OdpowiedzUsuńNie potrafimy docenić tego co Polskie. To ludzie z Łódzkiego FW
robią gówno! nie potrafimy zrobić nic swojego, kopiujemy z marnym skutkiem..
cała ta otoczka Polskiego FW jest dla mnie śmieszna, jakiś bal przebierańców, pajaców czy co??
Jednym słowem PRZYKRO.
Marga.. wolę jak śpiewasz... ;)
jesteś dyslektyczką.
OdpowiedzUsuńSuper zdjęcia, bardzo podoba mi się Twój blog!!! Obserwuję i zapraszam do mnie:-)
OdpowiedzUsuńMargaret, strasznie mi się podobają Twoje włosy, co z nimi robisz żeby tak wyglądały?
OdpowiedzUsuńto Honey na tym jednym zdjęciu ?

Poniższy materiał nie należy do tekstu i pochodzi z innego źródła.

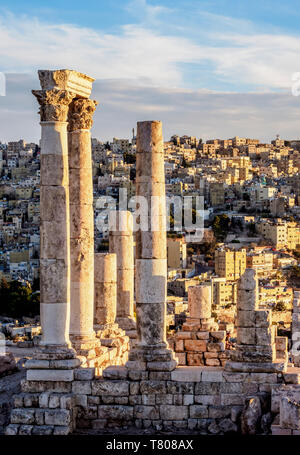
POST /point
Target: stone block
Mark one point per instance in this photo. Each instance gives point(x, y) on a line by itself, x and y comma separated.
point(115, 412)
point(115, 372)
point(11, 430)
point(263, 336)
point(43, 430)
point(219, 335)
point(22, 416)
point(232, 399)
point(200, 300)
point(215, 347)
point(150, 333)
point(180, 387)
point(81, 387)
point(263, 318)
point(246, 318)
point(113, 388)
point(198, 412)
point(289, 413)
point(277, 431)
point(208, 400)
point(186, 374)
point(203, 335)
point(164, 398)
point(54, 401)
point(57, 417)
point(219, 412)
point(61, 431)
point(195, 359)
point(50, 375)
point(246, 336)
point(152, 387)
point(212, 375)
point(84, 374)
point(195, 345)
point(146, 412)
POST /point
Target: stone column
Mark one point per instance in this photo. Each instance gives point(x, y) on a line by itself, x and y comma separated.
point(81, 224)
point(151, 259)
point(255, 350)
point(296, 329)
point(55, 219)
point(121, 243)
point(105, 289)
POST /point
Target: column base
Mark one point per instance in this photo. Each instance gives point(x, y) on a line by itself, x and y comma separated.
point(52, 363)
point(151, 358)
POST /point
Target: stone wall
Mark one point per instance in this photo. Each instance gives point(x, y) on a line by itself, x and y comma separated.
point(207, 399)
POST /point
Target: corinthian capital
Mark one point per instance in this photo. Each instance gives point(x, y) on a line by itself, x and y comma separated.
point(81, 114)
point(54, 104)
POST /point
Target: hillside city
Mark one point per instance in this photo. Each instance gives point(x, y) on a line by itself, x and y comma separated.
point(251, 220)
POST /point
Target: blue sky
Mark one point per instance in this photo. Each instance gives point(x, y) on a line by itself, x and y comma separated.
point(180, 52)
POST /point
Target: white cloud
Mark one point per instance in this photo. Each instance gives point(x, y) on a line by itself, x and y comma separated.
point(144, 54)
point(122, 104)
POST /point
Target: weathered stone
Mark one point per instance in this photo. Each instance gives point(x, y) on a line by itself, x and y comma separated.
point(23, 416)
point(81, 387)
point(173, 412)
point(84, 374)
point(57, 417)
point(114, 388)
point(289, 413)
point(251, 416)
point(115, 412)
point(198, 412)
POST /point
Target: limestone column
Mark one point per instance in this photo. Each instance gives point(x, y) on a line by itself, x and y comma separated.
point(151, 253)
point(121, 243)
point(105, 289)
point(81, 224)
point(255, 350)
point(54, 215)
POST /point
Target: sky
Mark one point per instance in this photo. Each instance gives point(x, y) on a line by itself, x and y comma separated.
point(213, 69)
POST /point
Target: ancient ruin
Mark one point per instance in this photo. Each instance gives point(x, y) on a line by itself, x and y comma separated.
point(84, 376)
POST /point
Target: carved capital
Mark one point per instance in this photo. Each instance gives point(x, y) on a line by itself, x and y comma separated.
point(81, 114)
point(54, 104)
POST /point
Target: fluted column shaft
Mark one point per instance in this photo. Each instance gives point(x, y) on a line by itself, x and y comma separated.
point(54, 215)
point(81, 221)
point(121, 243)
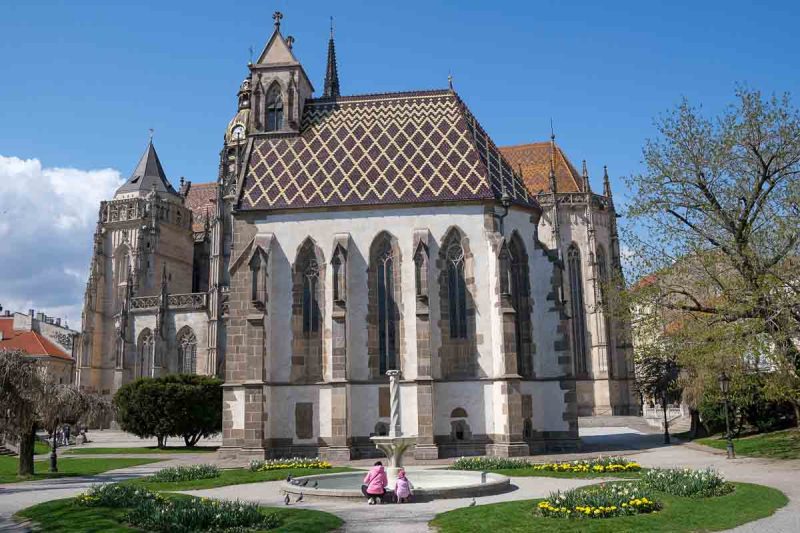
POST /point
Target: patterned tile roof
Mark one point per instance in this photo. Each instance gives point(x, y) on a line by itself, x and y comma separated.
point(394, 148)
point(201, 198)
point(534, 160)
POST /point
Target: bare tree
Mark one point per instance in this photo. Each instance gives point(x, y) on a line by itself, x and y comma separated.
point(717, 218)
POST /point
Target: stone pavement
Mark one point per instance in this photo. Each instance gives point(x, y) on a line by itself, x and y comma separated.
point(637, 443)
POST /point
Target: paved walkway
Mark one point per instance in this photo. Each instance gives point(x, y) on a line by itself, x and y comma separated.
point(637, 443)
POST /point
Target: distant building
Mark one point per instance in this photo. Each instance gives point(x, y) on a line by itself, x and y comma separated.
point(42, 338)
point(350, 235)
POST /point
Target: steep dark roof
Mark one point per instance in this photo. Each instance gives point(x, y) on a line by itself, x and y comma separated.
point(395, 148)
point(148, 172)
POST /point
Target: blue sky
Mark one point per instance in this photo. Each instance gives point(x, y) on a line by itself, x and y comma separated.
point(82, 82)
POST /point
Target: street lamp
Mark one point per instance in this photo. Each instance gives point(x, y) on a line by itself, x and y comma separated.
point(725, 386)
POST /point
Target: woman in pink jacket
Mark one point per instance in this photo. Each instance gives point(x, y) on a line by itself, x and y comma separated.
point(375, 483)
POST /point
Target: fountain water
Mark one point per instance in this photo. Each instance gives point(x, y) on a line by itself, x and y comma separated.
point(395, 444)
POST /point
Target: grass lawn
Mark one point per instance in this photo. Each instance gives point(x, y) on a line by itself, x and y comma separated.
point(775, 445)
point(66, 517)
point(530, 472)
point(142, 450)
point(747, 503)
point(66, 467)
point(234, 476)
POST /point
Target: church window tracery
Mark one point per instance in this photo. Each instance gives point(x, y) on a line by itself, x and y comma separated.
point(578, 311)
point(187, 351)
point(274, 109)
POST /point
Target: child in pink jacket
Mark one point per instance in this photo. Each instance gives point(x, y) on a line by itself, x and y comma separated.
point(375, 483)
point(402, 487)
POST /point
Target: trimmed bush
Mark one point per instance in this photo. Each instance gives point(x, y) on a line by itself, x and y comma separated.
point(687, 482)
point(600, 501)
point(489, 463)
point(115, 495)
point(200, 514)
point(185, 473)
point(282, 464)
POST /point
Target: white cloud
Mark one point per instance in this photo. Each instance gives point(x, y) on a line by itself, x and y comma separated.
point(47, 218)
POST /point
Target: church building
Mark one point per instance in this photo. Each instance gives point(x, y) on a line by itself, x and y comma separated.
point(347, 236)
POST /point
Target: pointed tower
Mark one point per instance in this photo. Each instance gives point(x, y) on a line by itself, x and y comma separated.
point(280, 86)
point(331, 73)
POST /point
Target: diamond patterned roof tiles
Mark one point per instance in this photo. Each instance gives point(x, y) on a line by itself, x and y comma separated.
point(380, 149)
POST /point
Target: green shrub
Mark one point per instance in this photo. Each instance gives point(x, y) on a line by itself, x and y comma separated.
point(687, 482)
point(200, 514)
point(600, 501)
point(282, 464)
point(185, 473)
point(116, 495)
point(489, 463)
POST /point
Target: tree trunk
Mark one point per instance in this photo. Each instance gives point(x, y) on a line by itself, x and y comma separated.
point(26, 441)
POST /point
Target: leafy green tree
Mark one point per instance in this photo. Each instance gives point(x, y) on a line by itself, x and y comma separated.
point(717, 221)
point(176, 405)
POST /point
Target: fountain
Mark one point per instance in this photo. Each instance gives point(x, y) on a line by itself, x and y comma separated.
point(395, 444)
point(428, 483)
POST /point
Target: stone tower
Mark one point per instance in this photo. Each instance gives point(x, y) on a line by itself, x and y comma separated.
point(143, 247)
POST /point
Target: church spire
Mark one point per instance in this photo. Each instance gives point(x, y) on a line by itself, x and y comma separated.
point(331, 89)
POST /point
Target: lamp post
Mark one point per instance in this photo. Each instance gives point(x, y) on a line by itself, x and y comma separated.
point(724, 387)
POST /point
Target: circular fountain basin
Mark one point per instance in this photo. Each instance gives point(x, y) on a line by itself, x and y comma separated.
point(428, 484)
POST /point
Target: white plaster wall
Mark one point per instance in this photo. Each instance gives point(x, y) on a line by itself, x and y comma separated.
point(548, 405)
point(475, 397)
point(291, 229)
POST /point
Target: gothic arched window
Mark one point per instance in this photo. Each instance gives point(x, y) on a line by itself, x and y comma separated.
point(307, 315)
point(144, 361)
point(456, 290)
point(520, 300)
point(187, 351)
point(578, 310)
point(274, 109)
point(384, 281)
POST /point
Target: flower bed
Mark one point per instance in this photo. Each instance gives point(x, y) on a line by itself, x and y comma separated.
point(602, 501)
point(188, 515)
point(489, 463)
point(687, 482)
point(185, 473)
point(116, 495)
point(281, 464)
point(600, 465)
point(153, 512)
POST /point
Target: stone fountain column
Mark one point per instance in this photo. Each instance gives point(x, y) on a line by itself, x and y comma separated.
point(395, 444)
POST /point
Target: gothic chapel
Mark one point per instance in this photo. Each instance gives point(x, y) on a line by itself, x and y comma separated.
point(350, 235)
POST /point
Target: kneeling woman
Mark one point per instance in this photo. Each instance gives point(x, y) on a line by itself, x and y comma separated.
point(375, 482)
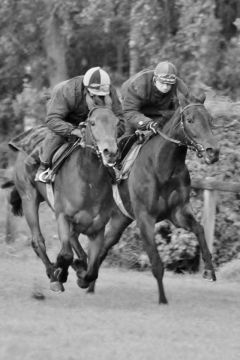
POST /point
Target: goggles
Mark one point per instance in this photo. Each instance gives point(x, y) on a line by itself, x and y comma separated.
point(101, 88)
point(165, 78)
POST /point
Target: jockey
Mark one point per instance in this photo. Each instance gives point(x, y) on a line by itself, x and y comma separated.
point(67, 108)
point(150, 97)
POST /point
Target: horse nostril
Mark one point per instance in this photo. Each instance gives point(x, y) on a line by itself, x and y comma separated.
point(106, 152)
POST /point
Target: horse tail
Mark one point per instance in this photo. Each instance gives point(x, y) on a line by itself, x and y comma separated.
point(7, 184)
point(16, 202)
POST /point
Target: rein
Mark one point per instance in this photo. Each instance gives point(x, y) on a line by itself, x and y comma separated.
point(198, 147)
point(93, 147)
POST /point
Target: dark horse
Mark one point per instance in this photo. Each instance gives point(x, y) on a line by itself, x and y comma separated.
point(159, 186)
point(82, 200)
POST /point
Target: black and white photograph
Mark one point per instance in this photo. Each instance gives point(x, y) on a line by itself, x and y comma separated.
point(119, 180)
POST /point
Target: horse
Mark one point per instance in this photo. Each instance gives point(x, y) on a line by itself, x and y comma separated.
point(158, 186)
point(82, 199)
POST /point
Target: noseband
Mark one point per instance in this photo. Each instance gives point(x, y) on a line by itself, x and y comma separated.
point(199, 148)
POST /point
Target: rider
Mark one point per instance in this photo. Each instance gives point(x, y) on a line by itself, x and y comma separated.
point(150, 97)
point(67, 108)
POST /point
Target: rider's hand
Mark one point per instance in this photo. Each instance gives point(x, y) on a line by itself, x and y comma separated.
point(153, 125)
point(77, 132)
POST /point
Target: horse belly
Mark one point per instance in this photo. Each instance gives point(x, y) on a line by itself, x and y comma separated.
point(89, 223)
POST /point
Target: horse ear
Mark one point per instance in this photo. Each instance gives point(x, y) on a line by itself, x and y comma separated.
point(90, 102)
point(201, 97)
point(183, 101)
point(198, 95)
point(108, 101)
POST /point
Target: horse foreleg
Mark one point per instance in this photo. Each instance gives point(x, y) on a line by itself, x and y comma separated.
point(30, 206)
point(146, 224)
point(65, 256)
point(80, 264)
point(95, 246)
point(114, 229)
point(183, 217)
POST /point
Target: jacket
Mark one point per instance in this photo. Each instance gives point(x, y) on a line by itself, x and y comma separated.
point(67, 107)
point(143, 102)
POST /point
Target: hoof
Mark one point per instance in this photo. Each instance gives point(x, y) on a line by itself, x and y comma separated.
point(38, 295)
point(209, 275)
point(163, 302)
point(82, 283)
point(56, 286)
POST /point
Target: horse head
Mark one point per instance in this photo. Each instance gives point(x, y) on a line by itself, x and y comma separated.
point(101, 131)
point(196, 125)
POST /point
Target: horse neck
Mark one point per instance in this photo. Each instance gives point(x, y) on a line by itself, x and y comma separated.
point(167, 153)
point(172, 127)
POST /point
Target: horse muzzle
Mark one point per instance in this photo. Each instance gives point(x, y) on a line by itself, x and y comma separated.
point(109, 158)
point(211, 155)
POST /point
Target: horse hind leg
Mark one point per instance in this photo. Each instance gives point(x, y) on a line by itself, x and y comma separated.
point(65, 256)
point(183, 217)
point(79, 265)
point(114, 229)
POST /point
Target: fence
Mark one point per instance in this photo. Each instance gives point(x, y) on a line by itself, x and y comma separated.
point(210, 188)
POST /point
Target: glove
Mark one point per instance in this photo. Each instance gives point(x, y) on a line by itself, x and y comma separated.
point(77, 132)
point(153, 126)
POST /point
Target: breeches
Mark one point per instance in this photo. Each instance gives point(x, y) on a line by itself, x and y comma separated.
point(50, 144)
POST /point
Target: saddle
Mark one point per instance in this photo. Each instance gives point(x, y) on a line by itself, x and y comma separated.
point(59, 157)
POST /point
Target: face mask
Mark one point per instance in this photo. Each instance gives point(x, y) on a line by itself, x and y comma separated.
point(163, 87)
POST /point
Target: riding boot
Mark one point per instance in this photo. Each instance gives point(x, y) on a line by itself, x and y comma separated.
point(42, 173)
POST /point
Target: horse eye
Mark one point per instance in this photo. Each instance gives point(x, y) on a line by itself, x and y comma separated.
point(190, 120)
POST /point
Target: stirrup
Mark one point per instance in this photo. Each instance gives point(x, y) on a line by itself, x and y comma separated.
point(43, 176)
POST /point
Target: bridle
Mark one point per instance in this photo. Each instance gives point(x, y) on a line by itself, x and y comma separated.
point(87, 125)
point(189, 143)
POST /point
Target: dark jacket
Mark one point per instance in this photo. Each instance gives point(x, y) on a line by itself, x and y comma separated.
point(67, 107)
point(143, 102)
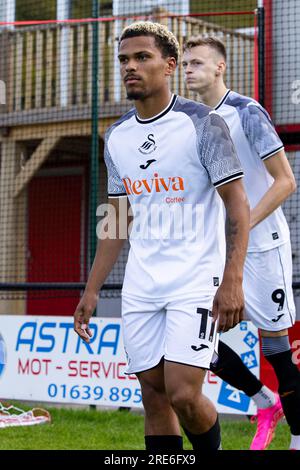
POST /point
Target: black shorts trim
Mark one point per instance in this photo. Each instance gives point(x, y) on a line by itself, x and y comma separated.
point(186, 364)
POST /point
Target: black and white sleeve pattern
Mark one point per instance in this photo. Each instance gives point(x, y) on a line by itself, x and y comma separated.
point(217, 152)
point(115, 186)
point(260, 131)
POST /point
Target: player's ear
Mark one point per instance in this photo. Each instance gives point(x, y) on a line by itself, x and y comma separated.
point(171, 65)
point(221, 67)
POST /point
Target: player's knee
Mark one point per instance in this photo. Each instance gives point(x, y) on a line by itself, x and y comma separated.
point(290, 386)
point(153, 394)
point(183, 400)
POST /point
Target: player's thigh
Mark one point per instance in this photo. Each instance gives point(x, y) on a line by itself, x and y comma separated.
point(143, 333)
point(191, 336)
point(268, 289)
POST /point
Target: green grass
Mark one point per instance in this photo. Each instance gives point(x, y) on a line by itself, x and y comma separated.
point(114, 430)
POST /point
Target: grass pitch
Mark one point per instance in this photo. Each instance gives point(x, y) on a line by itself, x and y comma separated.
point(77, 429)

OdpowiedzUsuńThanks for ones marvelous posting! I definitely enjoyed reading it, you happen to
OdpowiedzUsuńbe a great author.I will be sure to bookmark your blog
and will eventually come back later on. I want to encourage you to continue your great posts, have a nice
evening!
My web site tipps zum abnehmen und muskeln aufbauen
Thank you, I have just been looking for information about this subject for ages and yours is the greatest
OdpowiedzUsuńI have came upon till now. However, what in regards to the
conclusion? Are you sure in regards to the supply?
Also visit my webpage - halong bay cruise jolly roger
Hey there! Do you use Twitter? I'd like to follow you if that would be okay. I'm absolutely enjoying
OdpowiedzUsuńyour blog and look forward to new posts.
My website :: buy facebook likes cheapest
I'm extremely impressed with your writing skills and also with the layout on your weblog. Is this a paid theme or did you customize it yourself? Either way keep up the excellent quality writing, it's rare to see a nice blog like this one these days.
OdpowiedzUsuńFeel free to surf to my blog post :: halong bay quick facts
Wonderful article! We are linking to this particularly great content on our website.
OdpowiedzUsuńKeep up the great writing.